Okay, so I am not new to photography, however I am new to this sight. I wanted to ask the opinions of other photographers. I did a shoot a month ago for a very demanding client. (RED FLAG ALERT) They didn't "like" any of the other photogs work in town so they called me up (500 miles away). I live in NE but I am from CO so I "didn't mind" making the travel. I talked myself into thinking it was a vacation with family rather than work. I was wrong. They Asked for high use of HDR and Digitally Enhanced effects. I'm talking about taking the original photo and making it look absolutely nothing like the original. I suffered through numerous phone calls, emails, messages, you name it. The people were never satisfied with what I produced. Hours were spend in photoshop, online researching "how to's". FINALLY I produced ONE photo of the 300 taken, that they "LIKED". I let them post it to their website and social networks and they got raving reviews and my social network "likes" went up. However I randomly stopped the site and noticed my work was re-edited. Football jerseys were added to all the people in the photo. OMG I about died. Although it was not a "bad" photoshop of Jerseys it was still hard to cope with the fact that I worked like a dog to get them something they liked, and they just threw some other effects over it and posted it to their site. I am VERY passive (not proud of it) and don't know how to handle the situation. Note: the people who ordered this session are very well known in the community. How should I handle it? Yes I work with contracts, however I gave them a copyright rather than a print release. I can attach the form if need be. However, should I suck it up as a learning lesson?


----------



## The_Traveler (Jan 29, 2013)

NRP_Studios said:


> Yes I work with contracts, however I gave them a copyright rather than a print release.



Nothing to suck up.
You gave them the copyright; it's not your picture anymore.


----------



## Overread (Jan 29, 2013)

On the one hand popular work that isn't your own but is being advertised as your own could be a pain as it would be miss-representing your own work and style.

That said check the contract, have you got the contract protections in place to defend against such a situation as this? If you have then you can consider using them, if not then I'd consider sucking it up and learning from the experience and modifying your future contracts. 

Also with the client already being a heavy investment in time and stress and being known to be a difficult client I would be willing to say that causing more trouble could just backfire into a very long and drawn out series of problems - just lumping more stress onto things. In that light I'd just say take the hit and move on - there will be other clients and more work and if you're already well established it shouldn't be a concern. 
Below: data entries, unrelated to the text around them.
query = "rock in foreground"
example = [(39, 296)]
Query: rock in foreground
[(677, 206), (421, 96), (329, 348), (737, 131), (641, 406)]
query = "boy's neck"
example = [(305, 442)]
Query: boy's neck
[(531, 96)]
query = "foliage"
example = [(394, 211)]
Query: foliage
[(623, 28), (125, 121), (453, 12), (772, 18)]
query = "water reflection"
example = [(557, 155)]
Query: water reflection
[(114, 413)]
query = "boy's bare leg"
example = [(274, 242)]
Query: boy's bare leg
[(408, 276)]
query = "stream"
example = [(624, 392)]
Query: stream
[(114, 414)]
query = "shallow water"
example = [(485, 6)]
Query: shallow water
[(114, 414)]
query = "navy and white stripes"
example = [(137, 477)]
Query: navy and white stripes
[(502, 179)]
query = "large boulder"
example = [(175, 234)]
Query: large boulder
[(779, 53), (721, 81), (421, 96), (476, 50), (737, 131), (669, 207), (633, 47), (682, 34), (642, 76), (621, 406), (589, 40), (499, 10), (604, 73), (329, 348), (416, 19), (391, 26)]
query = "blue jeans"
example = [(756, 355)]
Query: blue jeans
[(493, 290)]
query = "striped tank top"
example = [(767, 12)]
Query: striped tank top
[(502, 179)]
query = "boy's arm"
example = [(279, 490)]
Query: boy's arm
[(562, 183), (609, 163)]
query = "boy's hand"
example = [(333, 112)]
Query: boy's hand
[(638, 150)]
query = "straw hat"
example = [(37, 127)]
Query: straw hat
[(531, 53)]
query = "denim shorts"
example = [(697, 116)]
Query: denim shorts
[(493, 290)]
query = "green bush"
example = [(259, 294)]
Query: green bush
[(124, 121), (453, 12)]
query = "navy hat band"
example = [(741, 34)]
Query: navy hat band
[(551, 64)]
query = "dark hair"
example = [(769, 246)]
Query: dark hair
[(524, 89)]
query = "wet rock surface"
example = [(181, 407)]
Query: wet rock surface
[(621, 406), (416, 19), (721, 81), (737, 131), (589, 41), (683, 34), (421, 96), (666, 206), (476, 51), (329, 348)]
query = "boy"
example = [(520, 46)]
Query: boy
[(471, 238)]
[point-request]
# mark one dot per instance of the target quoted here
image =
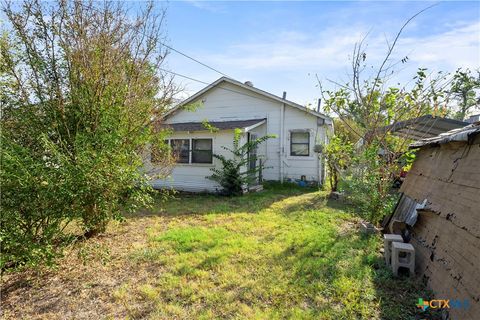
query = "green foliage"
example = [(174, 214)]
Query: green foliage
[(235, 173), (339, 153), (209, 126), (80, 105), (368, 184)]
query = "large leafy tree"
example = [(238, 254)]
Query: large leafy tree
[(81, 95)]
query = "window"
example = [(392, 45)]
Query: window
[(202, 151), (180, 149), (300, 144)]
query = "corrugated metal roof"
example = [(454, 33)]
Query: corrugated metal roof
[(221, 125), (423, 127), (460, 134)]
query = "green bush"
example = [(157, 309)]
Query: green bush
[(235, 173), (81, 96)]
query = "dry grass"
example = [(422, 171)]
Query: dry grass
[(282, 253)]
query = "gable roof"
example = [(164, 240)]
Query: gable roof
[(249, 88)]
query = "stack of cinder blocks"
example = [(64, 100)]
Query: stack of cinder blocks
[(398, 254)]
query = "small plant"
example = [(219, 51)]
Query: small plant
[(235, 172)]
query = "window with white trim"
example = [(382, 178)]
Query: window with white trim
[(300, 143)]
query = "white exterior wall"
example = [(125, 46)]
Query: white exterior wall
[(226, 105)]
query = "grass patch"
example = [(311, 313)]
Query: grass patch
[(284, 253)]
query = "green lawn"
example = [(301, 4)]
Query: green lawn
[(281, 253), (276, 254)]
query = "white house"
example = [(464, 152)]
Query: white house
[(294, 154)]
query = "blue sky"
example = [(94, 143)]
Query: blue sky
[(280, 46)]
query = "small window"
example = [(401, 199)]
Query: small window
[(159, 152), (300, 144), (202, 151), (180, 149)]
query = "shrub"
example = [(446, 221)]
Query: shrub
[(81, 96)]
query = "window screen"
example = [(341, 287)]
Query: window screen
[(202, 151), (300, 144), (180, 149)]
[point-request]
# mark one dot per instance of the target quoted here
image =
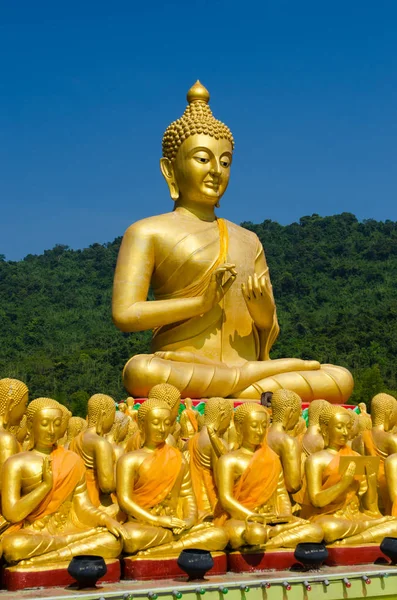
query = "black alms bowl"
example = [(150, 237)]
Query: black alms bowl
[(86, 569), (389, 547), (195, 563), (311, 555)]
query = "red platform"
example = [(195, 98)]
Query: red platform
[(354, 555), (248, 562), (144, 569), (20, 578)]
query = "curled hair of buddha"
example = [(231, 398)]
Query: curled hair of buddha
[(97, 404), (146, 407), (314, 410), (214, 406), (75, 426), (247, 408), (166, 393), (12, 392), (197, 118), (382, 407), (282, 400)]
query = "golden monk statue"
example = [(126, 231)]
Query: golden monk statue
[(45, 498), (381, 441), (204, 450), (118, 433), (188, 421), (344, 504), (312, 440), (75, 426), (251, 487), (13, 401), (286, 410), (214, 317), (155, 491), (96, 451)]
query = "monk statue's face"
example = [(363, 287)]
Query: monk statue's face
[(17, 411), (201, 170), (158, 425), (254, 428), (47, 427), (339, 429)]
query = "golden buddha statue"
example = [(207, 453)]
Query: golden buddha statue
[(286, 411), (381, 441), (188, 421), (170, 395), (96, 451), (75, 426), (345, 505), (251, 487), (155, 491), (13, 400), (204, 450), (118, 433), (214, 317), (45, 499), (312, 440)]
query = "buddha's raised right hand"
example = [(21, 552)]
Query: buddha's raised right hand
[(216, 288)]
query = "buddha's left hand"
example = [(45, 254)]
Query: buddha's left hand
[(258, 297)]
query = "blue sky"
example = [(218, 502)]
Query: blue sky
[(308, 88)]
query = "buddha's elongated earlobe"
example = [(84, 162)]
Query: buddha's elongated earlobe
[(167, 170)]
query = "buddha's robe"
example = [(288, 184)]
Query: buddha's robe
[(162, 486), (55, 525), (203, 477), (261, 487), (221, 352), (94, 491), (371, 449)]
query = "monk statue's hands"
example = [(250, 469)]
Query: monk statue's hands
[(48, 479), (258, 297), (217, 287)]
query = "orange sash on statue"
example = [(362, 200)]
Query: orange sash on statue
[(372, 450), (68, 470), (157, 476), (258, 482), (200, 475), (331, 476), (191, 414)]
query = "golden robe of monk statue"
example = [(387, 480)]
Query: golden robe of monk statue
[(214, 317)]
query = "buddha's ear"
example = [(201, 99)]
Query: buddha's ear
[(167, 169)]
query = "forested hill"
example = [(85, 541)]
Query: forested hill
[(334, 281)]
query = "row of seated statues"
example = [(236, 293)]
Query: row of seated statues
[(150, 483)]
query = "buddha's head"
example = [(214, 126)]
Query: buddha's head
[(44, 423), (384, 411), (219, 411), (170, 395), (286, 408), (101, 411), (13, 401), (197, 153), (314, 411), (75, 426), (251, 421), (120, 427), (335, 426), (154, 422)]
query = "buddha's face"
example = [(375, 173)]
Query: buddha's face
[(47, 427), (157, 426), (339, 429), (108, 420), (254, 427), (17, 411), (201, 169)]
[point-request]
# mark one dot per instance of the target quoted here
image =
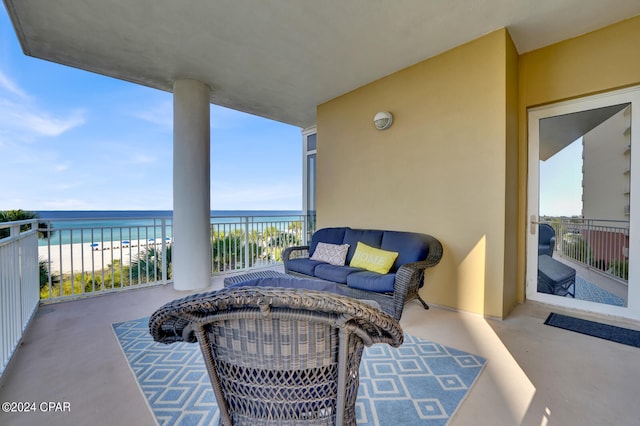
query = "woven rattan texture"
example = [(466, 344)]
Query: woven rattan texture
[(279, 356)]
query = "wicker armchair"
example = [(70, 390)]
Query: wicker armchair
[(279, 356)]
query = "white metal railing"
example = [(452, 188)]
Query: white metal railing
[(598, 244), (95, 256), (18, 283), (114, 255), (252, 241)]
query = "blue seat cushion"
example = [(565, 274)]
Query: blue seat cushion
[(293, 282), (334, 273), (372, 281), (304, 265), (371, 238), (410, 246), (326, 235)]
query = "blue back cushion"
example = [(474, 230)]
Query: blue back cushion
[(371, 238), (411, 247), (326, 235)]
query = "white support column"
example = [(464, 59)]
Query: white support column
[(191, 186)]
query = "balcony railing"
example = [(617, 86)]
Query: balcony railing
[(107, 256), (600, 245), (18, 289), (79, 258)]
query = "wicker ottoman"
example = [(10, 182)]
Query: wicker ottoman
[(555, 277), (235, 279)]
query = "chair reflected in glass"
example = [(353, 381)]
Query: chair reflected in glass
[(277, 355)]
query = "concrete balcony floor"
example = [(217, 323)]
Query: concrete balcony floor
[(536, 374)]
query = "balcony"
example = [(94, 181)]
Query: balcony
[(536, 375)]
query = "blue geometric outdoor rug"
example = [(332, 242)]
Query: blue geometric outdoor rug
[(420, 383)]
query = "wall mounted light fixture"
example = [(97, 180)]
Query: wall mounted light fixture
[(383, 120)]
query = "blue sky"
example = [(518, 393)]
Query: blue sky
[(561, 182), (73, 140)]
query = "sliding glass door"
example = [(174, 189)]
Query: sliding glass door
[(582, 216)]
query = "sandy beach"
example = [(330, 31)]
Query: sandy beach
[(83, 257)]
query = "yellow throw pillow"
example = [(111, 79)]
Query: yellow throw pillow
[(373, 259)]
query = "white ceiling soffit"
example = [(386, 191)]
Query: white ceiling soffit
[(281, 58)]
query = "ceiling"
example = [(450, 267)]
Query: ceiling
[(281, 58), (556, 133)]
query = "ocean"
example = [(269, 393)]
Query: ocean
[(97, 226)]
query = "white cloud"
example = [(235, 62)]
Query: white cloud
[(27, 121), (144, 159), (160, 114), (256, 196)]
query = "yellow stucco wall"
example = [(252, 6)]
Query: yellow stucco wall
[(440, 169), (596, 62), (454, 163)]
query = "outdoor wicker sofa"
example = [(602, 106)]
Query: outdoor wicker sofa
[(278, 355), (392, 290)]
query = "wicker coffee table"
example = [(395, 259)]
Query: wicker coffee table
[(235, 279)]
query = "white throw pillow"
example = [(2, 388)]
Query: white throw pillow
[(335, 254)]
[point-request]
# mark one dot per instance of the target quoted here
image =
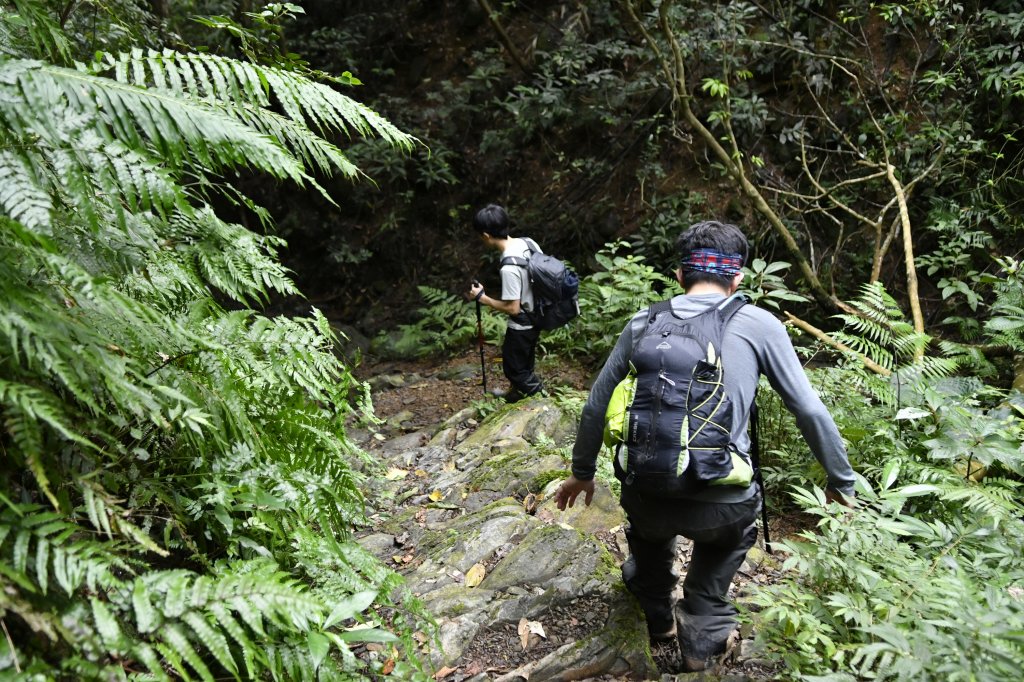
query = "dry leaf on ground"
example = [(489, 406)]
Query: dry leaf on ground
[(475, 574)]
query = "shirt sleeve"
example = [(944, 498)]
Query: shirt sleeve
[(786, 376), (590, 434)]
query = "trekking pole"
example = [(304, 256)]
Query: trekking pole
[(756, 457), (479, 343)]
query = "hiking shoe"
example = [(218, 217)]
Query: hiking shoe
[(660, 637), (692, 665)]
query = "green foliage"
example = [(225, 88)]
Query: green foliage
[(176, 465), (880, 332), (898, 590), (445, 324)]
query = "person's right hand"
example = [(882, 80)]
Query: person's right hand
[(833, 495), (570, 489)]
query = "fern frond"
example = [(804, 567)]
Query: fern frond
[(183, 130), (32, 32), (22, 196), (213, 77)]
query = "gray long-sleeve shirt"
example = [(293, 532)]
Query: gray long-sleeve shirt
[(755, 343)]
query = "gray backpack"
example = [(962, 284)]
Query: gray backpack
[(670, 421)]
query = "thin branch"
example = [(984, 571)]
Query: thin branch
[(824, 338), (503, 36)]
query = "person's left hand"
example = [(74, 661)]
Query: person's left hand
[(570, 489)]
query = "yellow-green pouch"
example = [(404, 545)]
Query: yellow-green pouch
[(616, 416), (741, 473)]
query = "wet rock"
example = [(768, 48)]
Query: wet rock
[(475, 500)]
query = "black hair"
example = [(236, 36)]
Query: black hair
[(492, 219), (721, 237)]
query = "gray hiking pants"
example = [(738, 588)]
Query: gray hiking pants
[(721, 533)]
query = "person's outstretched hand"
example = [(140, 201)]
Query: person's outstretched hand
[(570, 489), (833, 495)]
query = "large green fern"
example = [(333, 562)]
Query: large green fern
[(164, 446), (881, 332)]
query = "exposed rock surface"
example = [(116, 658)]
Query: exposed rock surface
[(519, 590)]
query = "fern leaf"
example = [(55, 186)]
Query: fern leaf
[(175, 637), (22, 196), (212, 640), (147, 619), (107, 625)]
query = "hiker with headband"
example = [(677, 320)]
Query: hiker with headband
[(709, 501)]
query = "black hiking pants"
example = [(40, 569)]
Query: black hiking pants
[(518, 357), (722, 533)]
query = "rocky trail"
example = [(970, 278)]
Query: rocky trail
[(519, 590)]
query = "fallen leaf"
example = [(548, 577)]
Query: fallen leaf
[(395, 474), (530, 633), (444, 672), (475, 574)]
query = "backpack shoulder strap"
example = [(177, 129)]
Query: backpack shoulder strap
[(518, 260), (657, 308), (514, 260), (731, 305)]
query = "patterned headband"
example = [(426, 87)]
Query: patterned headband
[(709, 260)]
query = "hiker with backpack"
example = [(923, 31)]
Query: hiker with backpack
[(674, 399), (538, 293)]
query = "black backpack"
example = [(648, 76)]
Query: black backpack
[(671, 420), (555, 286)]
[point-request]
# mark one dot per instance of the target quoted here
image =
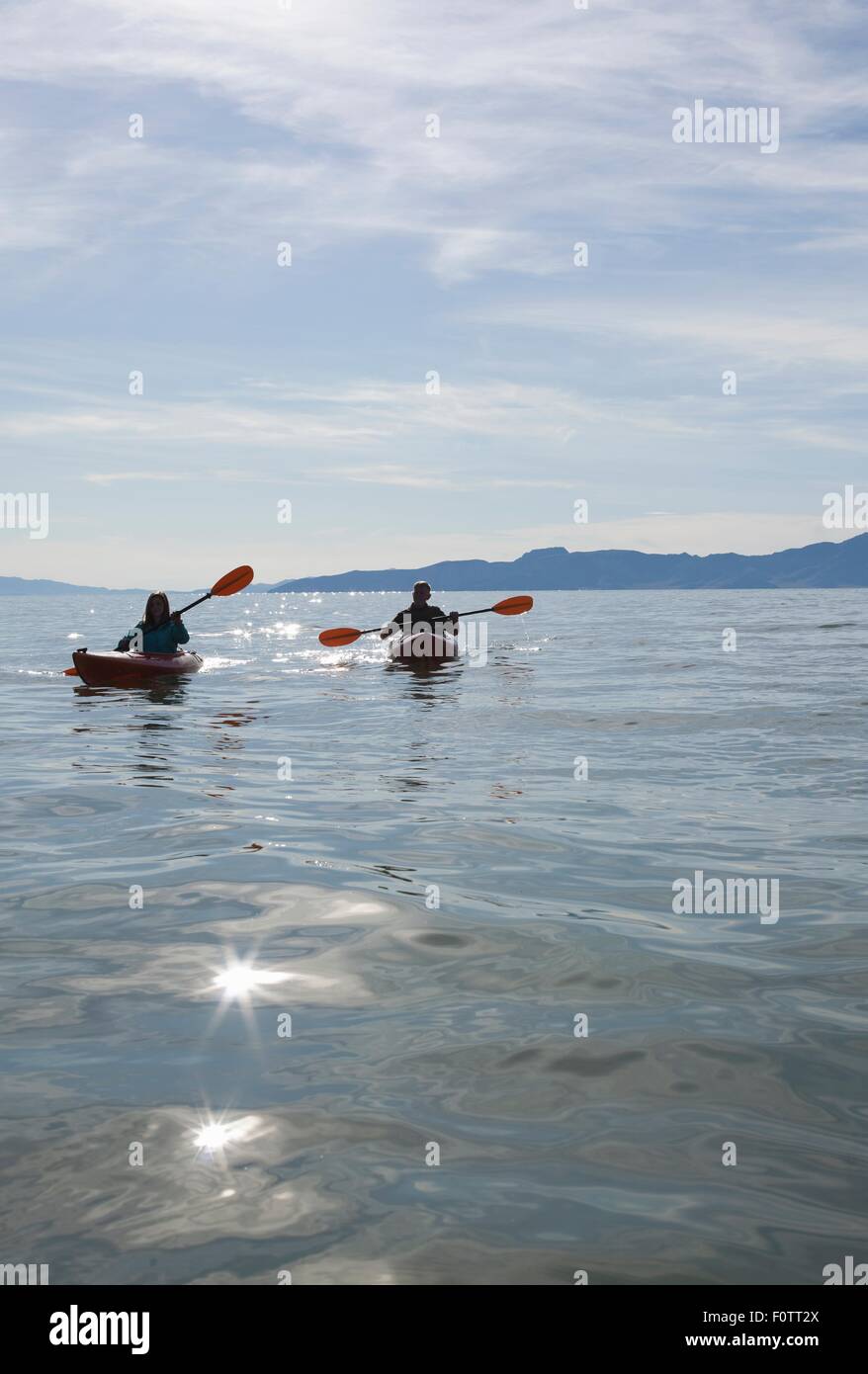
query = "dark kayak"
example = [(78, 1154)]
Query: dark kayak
[(116, 669)]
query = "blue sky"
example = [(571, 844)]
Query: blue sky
[(306, 124)]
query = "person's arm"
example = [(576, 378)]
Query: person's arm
[(393, 627), (448, 620)]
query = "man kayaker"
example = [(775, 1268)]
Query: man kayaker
[(159, 631), (419, 613)]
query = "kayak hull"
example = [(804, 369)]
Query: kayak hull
[(423, 647), (116, 669)]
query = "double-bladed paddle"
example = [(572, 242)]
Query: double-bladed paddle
[(228, 584), (511, 606)]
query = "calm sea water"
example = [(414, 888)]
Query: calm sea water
[(292, 817)]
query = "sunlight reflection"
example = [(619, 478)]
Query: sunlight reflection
[(239, 980)]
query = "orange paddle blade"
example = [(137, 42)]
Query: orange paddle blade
[(514, 606), (335, 638), (233, 581)]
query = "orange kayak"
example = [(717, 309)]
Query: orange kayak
[(116, 669)]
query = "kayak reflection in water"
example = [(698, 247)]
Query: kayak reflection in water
[(419, 615), (158, 633)]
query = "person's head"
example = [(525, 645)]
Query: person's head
[(157, 610)]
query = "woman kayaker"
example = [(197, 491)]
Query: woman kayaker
[(159, 631)]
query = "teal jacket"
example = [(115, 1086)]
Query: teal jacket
[(161, 641)]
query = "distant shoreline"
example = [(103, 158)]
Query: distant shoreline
[(827, 564)]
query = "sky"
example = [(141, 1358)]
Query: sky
[(424, 373)]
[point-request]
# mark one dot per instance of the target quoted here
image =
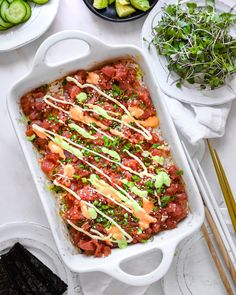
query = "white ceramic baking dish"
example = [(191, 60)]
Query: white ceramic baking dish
[(167, 241)]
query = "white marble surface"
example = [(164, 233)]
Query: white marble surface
[(18, 199)]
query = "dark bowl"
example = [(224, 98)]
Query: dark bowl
[(110, 14)]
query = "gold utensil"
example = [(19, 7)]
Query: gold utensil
[(224, 184)]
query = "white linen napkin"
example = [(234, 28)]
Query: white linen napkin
[(198, 122)]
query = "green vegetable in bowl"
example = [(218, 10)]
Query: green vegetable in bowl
[(124, 8), (15, 12), (141, 4), (100, 4), (197, 43)]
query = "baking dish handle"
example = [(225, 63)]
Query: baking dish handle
[(40, 56), (168, 251)]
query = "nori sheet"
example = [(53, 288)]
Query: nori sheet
[(32, 280), (6, 285), (52, 281), (19, 284)]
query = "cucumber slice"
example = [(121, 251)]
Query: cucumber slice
[(40, 2), (3, 10), (28, 12), (5, 24), (16, 12)]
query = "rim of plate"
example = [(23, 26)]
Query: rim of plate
[(18, 35), (39, 240)]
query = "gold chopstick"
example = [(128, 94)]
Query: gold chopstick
[(231, 198), (225, 187), (217, 261), (221, 245)]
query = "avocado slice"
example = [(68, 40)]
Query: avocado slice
[(124, 10), (100, 4), (141, 4), (124, 2)]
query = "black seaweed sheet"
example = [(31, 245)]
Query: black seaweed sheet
[(56, 285), (19, 284), (21, 273), (34, 282), (6, 285)]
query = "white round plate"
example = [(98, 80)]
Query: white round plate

If you really are worried about the matter you could always request that they put a footnote under the edited photo to state that "Photo taken by *your name* and edited by *their name*". That would at least be the least invasive way to ensure that they are not misrepresenting you.



Edit - I missed the copyright point - in light of that my last point is about the only one you can request; otherwise you gave them the photo and the rights to it; its theirs and they can adjust it however they want.


----------



## Light Guru (Jan 29, 2013)

NRP_Studios said:


> don't know how to handle the situation.





NRP_Studios said:


> I gave them a copyright rather than a print release.



You gave them copyright.  They can do what ever they want with it. 

Why bother calling then and asking them to change it, you gave them copyright so they CAN change it if they want.


----------



## NRP_Studios (Jan 29, 2013)

Thank you all for your advice. I really messed up by giving them a copyright release rather than a print release. I was in the "overwhelmed, just please them mode." Yesterday they called me telling me they wanted a re-shoot free of charge. Right after that they wanted me to re-shoot their wedding photos, as they didn't like how the photog they hired shot their wedding three years ago. They "love" my vision. My heart is telling me to just deny the request politely and move on.

- Just read over my contract and unfortunately I never mention that they can not edit my photos :/ **Making up a new contract that is clearer.


----------



## cwcaesar (Jan 29, 2013)

NRP_Studios said:


> My heart is telling me to just deny the request politely and move on.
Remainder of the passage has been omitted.